Digital equity is more important than ever, as schools continue to adjust to the unprecedented challenges resulting from the COVID-19 pandemic. Several states have initiated Digital Equity data collection projects to better understand student access to the technology needed to support a virtual learning model within the home.
Last month’s blog post “Disconnected Learning: Understanding Digital Equity” by Maureen Wentworth highlighted the quick response of the Ed-Fi community to develop a draft standard which was released in July and implemented by Wisconsin. The Digital Equity Collection Draft Standard provides a framework within the existing core Ed-Fi model to capture important details about a student’s access to the internet and electronic learning devices.
The Ed-Fi Community in Action
Last Summer, Wisconsin shared a draft of what would eventually become the draft Ed-Fi Digital Equity standard with other licensees, including one of Double Line’s current clients, the Minnesota Department of Education.

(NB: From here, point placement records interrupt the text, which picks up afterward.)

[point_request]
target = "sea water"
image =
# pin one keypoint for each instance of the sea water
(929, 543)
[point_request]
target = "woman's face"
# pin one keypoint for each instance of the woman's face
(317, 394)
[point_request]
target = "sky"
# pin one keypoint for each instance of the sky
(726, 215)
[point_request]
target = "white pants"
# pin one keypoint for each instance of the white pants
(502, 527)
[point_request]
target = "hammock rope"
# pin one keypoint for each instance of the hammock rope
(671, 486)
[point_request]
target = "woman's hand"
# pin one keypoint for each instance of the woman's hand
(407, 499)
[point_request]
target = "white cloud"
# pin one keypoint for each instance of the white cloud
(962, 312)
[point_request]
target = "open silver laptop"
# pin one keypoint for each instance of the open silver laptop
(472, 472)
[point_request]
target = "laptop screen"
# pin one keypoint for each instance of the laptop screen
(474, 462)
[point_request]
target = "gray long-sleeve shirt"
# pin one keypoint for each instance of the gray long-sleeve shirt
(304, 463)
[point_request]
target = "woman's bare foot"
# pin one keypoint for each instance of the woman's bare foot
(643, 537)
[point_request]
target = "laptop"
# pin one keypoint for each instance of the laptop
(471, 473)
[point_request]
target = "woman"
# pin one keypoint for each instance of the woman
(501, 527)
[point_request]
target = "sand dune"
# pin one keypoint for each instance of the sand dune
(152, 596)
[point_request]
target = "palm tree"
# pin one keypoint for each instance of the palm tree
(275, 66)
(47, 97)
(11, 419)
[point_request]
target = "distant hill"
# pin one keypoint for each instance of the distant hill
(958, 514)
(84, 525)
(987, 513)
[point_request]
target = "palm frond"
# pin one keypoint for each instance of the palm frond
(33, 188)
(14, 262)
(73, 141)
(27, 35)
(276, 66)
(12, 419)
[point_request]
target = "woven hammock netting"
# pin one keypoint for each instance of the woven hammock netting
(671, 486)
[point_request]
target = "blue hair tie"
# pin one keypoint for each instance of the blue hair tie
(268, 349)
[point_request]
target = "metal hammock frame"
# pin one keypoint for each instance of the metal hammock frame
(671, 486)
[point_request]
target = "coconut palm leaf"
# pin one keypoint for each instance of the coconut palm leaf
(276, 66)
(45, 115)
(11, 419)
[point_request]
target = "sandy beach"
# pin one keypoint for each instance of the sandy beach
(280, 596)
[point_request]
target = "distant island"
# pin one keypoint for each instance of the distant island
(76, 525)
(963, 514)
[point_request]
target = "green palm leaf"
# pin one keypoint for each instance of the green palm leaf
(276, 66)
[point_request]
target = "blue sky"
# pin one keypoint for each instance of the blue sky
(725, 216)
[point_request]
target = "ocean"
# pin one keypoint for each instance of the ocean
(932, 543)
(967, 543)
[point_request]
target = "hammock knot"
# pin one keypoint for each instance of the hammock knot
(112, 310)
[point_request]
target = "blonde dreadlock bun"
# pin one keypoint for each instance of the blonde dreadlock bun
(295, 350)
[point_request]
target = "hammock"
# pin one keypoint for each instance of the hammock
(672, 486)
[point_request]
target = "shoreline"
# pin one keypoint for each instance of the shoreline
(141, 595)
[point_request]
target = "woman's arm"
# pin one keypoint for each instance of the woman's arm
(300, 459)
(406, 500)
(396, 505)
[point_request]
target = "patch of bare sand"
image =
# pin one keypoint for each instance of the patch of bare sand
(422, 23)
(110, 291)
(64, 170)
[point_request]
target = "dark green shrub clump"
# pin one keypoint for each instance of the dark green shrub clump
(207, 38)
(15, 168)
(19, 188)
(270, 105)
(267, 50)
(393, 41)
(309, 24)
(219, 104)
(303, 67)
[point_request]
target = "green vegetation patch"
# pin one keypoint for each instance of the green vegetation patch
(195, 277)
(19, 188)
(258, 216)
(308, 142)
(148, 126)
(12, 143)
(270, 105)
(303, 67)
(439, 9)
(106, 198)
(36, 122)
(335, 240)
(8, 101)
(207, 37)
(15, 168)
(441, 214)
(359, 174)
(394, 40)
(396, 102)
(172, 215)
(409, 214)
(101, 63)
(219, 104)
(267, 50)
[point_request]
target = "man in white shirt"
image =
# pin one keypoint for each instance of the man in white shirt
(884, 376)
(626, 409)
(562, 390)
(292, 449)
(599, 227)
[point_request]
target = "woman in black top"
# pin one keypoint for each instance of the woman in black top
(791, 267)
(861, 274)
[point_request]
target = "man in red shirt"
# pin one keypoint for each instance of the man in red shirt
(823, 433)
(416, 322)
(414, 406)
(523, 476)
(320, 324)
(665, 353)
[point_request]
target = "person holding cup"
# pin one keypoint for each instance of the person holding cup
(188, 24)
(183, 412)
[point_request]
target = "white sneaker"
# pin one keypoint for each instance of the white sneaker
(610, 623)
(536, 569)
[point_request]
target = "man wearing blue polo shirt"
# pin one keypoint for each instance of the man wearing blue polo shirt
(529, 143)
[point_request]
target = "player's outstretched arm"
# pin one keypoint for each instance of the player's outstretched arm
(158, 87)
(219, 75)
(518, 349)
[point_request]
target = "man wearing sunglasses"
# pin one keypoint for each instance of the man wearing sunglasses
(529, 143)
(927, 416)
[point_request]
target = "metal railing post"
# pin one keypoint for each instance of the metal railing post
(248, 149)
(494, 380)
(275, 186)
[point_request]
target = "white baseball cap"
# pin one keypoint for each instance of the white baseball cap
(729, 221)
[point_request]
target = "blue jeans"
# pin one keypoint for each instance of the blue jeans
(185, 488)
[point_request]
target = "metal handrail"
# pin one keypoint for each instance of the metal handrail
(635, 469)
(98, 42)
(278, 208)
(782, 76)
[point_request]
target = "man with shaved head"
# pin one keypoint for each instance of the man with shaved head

At the time, the Minnesota Department of Education (DOE) was already having internal discussions about how to collect and use this information. To avoid burdening their districts in an already difficult time, while enabling real-time data collection and leveraging data quality functionality, they were very interested in exploring the prospect of using their existing investments in Ed-Fi infrastructure to enable automated collection from districts. “The Ed-Fi Digital Equity Data Collection specification from Wisconsin was key to Minnesota doing just that,” said David Reeg, Software Development Supervisor with Minnesota IT Services. “By leveraging Wisconsin’s specification as is, MDE could also leverage the implementation planning that Wisconsin already had in place with four SIS vendors. Minnesota was also well-positioned at subsequent CCSSO Digital Equity meetings because the proposed data elements from CCSSO were well-aligned with the Wisconsin specification.”
Sticking to the Standard – a Win-Win
The Digital Equity draft standard was intentionally modeled using existing core Ed-Fi domains. The State Education Agency (SEA) user group’s rationale for this decision was related to the goal of reducing the development impact for SIS vendors, LEAs, and SEAs, which would minimize the overall effort and timeline required to get the collection up and running.
Since digital equity is a concern for all states, the Digital Equity draft standard aimed to prescribe a consistent approach to modeling this data. Implementations that stick to the standard make it easier for national software vendors to support the collection and make it easier for states to share solutions built on top of the standard. Still, some implementers will face trade-offs where the standard as-is addresses most, but not all, of their use cases, and must decide to stick to the standard or extend using the Ed-Fi Extension Framework.
Minnesota decided that sticking to the standard would result in a win-win for all stakeholders. Some of the factors leading to this decision include:
- Vendor Integration Support: SIS vendors implementing the draft standard for Wisconsin with a presence in Minnesota would be able to quickly turn on the Digital Equity screens and API integration. This is a big deal for SIS Vendors! Implementation of state-specific customizations can add months of development and testing to their timeline, decreasing the likelihood of vendor adoption and extending the time before which Minnesota would have the data it needs.
- Community Alignment: The draft standard came into existence through community cooperation sponsored by the Ed-Fi Alliance, and the standard will continue to grow and improve through community collaboration and communication. Minnesota stakeholders value the cross-state standardization effort and see a role for them to play in advancing that standardization. In addition, sticking to the standard enables them to participate more deeply in community governance discussions, to share with and to learn from other community members as they move forward with the collection as well as in the future to share solutions that leverage this data.
- Time to “market”: Adopting the core-based standard allowed the department to enable and deploy the data collection using API profiles in a sandbox environment in a much shorter time frame than a custom solution would have required.
In a previous blog post – “Knowing When to Extend”, Matt Warden points out that as more customizations to the standard are developed “the value of using a data standard diminishes and becomes a source of customer-specific code, when the opportunity provided by adopting the Ed-Fi Standard should be the opposite, leading to faster, more efficient release cycles.”
Minnesota Department of Education, Minnesota IT Services and Minnesota SIS Vendors are benefitting from the intrinsic value that comes from the adoption of the community driven Ed-Fi Standards! As Jeff Plaman, Online and DIgital learning specialist at the Minnesota Department of Education notes “working with the Ed-Fi community has been especially valuable for the Minnesota Department of Education team as we learned from implementation efforts of our partners. This has allowed us to develop a process that was informed by what worked for others while surfacing potential pitfalls to avoid and address.” And those benefits will only continue to grow as more Ed-Fi community members do the same.